De steekproefgrootte is verkregen van een E10.5 muis gezichtsbehandeling Prominheid is vrij klein en daarom hebben we de neiging om partijen op te slaan voor eventueel de verwerking en analyse. In dit verband moet pool ectodermale samples 100-150 embryo's te verkrijgen 10 mg weefsel. Een grotere hoeveelheid mesenchym is afgeleid van elk embryo die minder pooling. De opbrengst van gesoniceerd genomisch DNA voor ChIP assay is ongeveer 80 ug van 10 mg gezicht ectoderm. De totale RNA opbrengst is ongeveer 20 ug per 10 mg gezicht ectoderm. Uit een vergelijkende Bradford eiwittest schatten we dat we verkrijgen tot 1 mg eiwit per 10 mg gezicht ectoderm. Zodra de RNA, chromatine of eiwitmonsters in kant kunnen ze worden gebruikt voor verschillende assays waaronder eiwitdetectie, ChIP assay, microarray en RNA-seq. Daarom is dit protocol maakt een grondige analyse van differentiële genexpressie, epigenetische modificatie, en transcriptie factor binding die verantwoordelijk is voor de moleculaire overspraak tussen gezichts-ectoderm en mesenchym tijdens de embryonale ontwikkeling.
Subscription Required. Please recommend JoVE to your librarian.
Disclosures
De auteurs hebben geen concurrerende belangen of andere conflicten in verband met de inhoud van dit artikel.
Acknowledgments
De auteurs willen graag Irene Choi bedanken voor het illustreren van embryo hoofden in figuur 1 en de andere leden van het laboratorium voor hulp en discussie. Dit werk wordt ondersteund door NIH subsidie DE012728 (TW)
Materials
Name | Company | Catalog Number | Comments |
Dispase II (neutral protease, grade II) | Roche | 4942078001 | Make 10 mg/ml Dispase II stock solution in HBS. Aliquot and store at -20 °C . |
RNAlater | Ambion | AM7021 |
References
- Wilkie, A. O., Morriss-Kay, G. M. Genetics of craniofacial development and malformation. Nat. Rev. Genet. 2, 458-468 (2001).
- Gritli-Linde, A. Chapter 2 - The Etiopathogenesis of cleft lip and cleft palate: usefulness and caveats of mouse models. Current Topics in Developmental Biology. 84, 37-138 (2008).
- Schutte, B. C., Murray, J. C. The many faces and factors of orofacial clefts. Human Molecular Genetics. 8, 1-7 (1999).

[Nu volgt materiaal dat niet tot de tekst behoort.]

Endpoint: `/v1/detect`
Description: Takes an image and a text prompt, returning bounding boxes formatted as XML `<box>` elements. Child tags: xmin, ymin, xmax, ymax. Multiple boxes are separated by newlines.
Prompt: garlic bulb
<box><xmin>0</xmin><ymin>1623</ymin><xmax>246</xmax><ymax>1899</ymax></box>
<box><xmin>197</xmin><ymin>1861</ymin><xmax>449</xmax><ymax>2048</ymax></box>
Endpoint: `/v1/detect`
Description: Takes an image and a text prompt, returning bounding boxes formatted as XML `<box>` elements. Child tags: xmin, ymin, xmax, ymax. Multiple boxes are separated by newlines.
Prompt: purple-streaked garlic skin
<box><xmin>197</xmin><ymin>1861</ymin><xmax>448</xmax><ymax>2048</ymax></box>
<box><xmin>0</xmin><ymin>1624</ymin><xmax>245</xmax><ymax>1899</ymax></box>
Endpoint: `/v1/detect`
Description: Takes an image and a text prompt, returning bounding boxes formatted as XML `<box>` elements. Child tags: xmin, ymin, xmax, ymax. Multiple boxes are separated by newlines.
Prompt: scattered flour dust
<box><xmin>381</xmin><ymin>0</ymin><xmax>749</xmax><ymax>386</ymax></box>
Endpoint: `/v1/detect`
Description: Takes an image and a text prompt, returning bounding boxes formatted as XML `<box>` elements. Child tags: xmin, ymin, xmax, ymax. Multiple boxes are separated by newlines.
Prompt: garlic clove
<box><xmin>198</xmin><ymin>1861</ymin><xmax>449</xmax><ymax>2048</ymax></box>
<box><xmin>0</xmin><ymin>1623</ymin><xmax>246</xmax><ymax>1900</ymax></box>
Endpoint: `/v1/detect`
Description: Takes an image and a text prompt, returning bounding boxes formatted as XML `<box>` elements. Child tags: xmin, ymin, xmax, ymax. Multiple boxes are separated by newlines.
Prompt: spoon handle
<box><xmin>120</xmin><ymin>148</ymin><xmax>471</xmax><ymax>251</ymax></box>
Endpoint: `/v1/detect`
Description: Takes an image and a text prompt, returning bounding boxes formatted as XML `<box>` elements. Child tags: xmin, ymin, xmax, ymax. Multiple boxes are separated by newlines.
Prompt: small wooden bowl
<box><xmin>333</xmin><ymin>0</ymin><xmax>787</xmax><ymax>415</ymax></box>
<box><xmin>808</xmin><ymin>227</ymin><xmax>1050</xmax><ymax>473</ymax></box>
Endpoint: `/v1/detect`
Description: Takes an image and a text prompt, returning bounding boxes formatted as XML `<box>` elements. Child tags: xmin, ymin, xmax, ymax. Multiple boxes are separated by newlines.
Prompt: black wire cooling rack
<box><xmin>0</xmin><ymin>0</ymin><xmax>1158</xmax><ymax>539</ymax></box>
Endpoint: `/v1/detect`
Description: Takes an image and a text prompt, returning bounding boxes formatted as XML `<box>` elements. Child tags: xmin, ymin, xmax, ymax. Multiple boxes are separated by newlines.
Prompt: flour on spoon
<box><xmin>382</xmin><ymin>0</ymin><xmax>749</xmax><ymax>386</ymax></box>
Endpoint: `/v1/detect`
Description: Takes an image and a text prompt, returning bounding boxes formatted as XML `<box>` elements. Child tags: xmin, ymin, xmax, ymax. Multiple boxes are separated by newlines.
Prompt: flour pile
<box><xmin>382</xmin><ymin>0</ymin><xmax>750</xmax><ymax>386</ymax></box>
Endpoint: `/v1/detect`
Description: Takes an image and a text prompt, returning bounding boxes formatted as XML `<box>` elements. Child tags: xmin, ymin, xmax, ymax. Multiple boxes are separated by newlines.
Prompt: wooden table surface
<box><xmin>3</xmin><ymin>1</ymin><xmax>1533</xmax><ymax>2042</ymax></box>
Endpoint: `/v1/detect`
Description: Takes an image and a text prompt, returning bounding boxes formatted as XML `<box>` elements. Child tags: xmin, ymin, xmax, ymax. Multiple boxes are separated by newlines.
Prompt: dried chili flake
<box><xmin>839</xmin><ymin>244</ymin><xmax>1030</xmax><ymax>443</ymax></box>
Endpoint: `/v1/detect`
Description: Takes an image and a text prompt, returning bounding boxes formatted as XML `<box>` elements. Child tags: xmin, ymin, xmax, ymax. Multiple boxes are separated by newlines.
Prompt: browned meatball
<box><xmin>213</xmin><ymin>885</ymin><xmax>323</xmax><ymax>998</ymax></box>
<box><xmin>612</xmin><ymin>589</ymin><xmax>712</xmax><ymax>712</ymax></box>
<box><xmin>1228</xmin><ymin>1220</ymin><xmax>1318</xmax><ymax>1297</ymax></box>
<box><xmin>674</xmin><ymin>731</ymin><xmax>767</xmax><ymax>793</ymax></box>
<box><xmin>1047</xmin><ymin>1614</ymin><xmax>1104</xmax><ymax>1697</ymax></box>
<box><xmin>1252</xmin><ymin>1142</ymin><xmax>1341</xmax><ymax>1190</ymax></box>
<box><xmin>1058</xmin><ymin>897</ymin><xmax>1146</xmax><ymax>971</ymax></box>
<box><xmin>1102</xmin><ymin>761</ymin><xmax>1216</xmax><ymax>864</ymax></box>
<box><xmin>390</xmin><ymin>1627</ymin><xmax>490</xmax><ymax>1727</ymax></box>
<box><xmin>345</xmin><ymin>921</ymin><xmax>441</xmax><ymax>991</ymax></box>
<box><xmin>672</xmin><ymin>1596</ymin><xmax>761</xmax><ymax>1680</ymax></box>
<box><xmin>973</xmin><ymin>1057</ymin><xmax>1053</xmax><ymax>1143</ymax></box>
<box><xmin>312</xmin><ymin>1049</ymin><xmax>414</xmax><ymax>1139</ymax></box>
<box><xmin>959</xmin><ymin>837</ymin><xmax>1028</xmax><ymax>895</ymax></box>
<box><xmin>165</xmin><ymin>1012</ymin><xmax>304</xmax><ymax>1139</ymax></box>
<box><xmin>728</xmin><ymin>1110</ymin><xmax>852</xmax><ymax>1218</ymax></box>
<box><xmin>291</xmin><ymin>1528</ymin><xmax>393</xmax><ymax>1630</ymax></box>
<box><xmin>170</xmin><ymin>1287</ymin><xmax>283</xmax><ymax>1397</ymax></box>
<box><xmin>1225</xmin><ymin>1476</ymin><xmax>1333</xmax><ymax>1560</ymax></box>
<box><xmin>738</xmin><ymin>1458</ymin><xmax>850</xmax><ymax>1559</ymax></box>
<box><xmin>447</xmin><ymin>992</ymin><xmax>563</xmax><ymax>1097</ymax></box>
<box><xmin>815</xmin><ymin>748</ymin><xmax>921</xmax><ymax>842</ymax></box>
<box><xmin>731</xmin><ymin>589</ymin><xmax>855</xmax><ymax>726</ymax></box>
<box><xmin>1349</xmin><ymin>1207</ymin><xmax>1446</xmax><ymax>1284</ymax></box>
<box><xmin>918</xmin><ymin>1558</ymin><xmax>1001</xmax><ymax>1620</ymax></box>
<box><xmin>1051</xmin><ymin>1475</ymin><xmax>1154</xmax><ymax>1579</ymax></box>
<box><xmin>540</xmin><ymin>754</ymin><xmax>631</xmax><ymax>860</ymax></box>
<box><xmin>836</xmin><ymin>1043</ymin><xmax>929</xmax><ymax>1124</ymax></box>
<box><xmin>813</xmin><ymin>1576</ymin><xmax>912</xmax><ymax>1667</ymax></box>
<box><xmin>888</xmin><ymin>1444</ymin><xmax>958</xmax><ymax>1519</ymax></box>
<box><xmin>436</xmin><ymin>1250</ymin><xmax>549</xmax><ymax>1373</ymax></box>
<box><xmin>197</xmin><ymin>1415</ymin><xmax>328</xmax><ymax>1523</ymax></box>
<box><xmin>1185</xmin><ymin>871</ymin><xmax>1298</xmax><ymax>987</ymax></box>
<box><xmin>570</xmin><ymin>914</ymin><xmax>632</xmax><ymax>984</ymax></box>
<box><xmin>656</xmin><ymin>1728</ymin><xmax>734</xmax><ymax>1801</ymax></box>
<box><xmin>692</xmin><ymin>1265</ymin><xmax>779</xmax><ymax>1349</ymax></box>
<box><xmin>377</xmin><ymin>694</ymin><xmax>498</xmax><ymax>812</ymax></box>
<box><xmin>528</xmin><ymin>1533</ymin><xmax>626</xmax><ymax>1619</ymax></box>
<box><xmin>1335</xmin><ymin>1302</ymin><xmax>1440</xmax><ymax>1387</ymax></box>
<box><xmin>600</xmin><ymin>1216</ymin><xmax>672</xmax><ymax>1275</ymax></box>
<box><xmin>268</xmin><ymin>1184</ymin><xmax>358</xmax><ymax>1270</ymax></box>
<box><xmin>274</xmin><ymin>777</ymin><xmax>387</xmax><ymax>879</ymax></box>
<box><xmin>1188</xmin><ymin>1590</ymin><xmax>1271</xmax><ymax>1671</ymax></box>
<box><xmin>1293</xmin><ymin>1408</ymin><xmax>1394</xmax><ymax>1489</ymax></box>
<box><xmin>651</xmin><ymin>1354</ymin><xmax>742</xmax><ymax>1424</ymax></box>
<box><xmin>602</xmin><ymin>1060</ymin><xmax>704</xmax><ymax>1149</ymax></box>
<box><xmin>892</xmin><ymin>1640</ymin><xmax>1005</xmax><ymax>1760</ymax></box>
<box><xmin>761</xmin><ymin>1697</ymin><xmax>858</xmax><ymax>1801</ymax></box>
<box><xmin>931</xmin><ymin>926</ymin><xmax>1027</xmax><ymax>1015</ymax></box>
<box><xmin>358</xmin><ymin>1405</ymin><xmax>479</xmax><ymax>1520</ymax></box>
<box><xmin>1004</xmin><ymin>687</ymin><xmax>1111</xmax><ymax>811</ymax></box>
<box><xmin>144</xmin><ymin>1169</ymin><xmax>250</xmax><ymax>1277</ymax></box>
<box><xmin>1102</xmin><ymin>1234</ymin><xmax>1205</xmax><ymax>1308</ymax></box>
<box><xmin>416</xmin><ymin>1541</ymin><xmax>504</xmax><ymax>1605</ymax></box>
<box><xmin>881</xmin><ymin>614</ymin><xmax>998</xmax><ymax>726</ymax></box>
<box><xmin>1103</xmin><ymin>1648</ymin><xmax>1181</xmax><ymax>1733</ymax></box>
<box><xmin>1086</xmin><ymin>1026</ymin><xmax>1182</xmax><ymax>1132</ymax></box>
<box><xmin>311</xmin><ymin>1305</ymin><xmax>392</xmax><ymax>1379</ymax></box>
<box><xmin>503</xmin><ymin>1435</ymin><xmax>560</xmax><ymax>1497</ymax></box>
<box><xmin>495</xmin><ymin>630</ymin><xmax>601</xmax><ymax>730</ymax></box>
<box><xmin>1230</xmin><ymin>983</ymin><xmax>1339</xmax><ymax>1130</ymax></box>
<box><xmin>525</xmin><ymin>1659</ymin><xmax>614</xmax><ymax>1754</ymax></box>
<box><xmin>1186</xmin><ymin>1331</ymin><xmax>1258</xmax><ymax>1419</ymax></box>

- Chai, Y., Maxson, R. E. Recent advances in craniofacial morphogenesis. Dev. Dyn. 235, 2353-2375 (2006).
- Jiang, R., Bush, J. O., Lidral, A. C. Development of the upper lip: Morphogenetic and molecular mechanisms. Dev. Dyn. 235, 1152-1166 (2006).
- Reid, B. S., Yang, H., Melvin, V. S., Taketo, M. M., Williams, T. Ectodermal WNT/β-catenin signaling shapes the mouse face. Developmental Biology. 349, 261-269 (2011).
- Feng, W., et al. Spatial and temporal analysis of gene expression during growth and fusion of the mouse facial prominences. PLoS ONE. 4, e8066 (2009).
- Chia, R., Achilli, F., Festing, M. F., Fisher, E. M. The origins and uses of mouse outbred stocks. Nat. Genet. 37 (11), 1181-1186 (2005).
- Nagai, T., Aruga, J., Takada, S., et al. The expression of the mouse Zic1, Zic2, and Zic3 gene suggests an essential role for Zic genes in body pattern formation. Developmental Biology. 182, 299-313 (1997).
- Britsch, S., et al. The transcription factor Sox10 is a key regulator of peripheral glial development. Genes Dev. 15 (1), 66-78 (2001).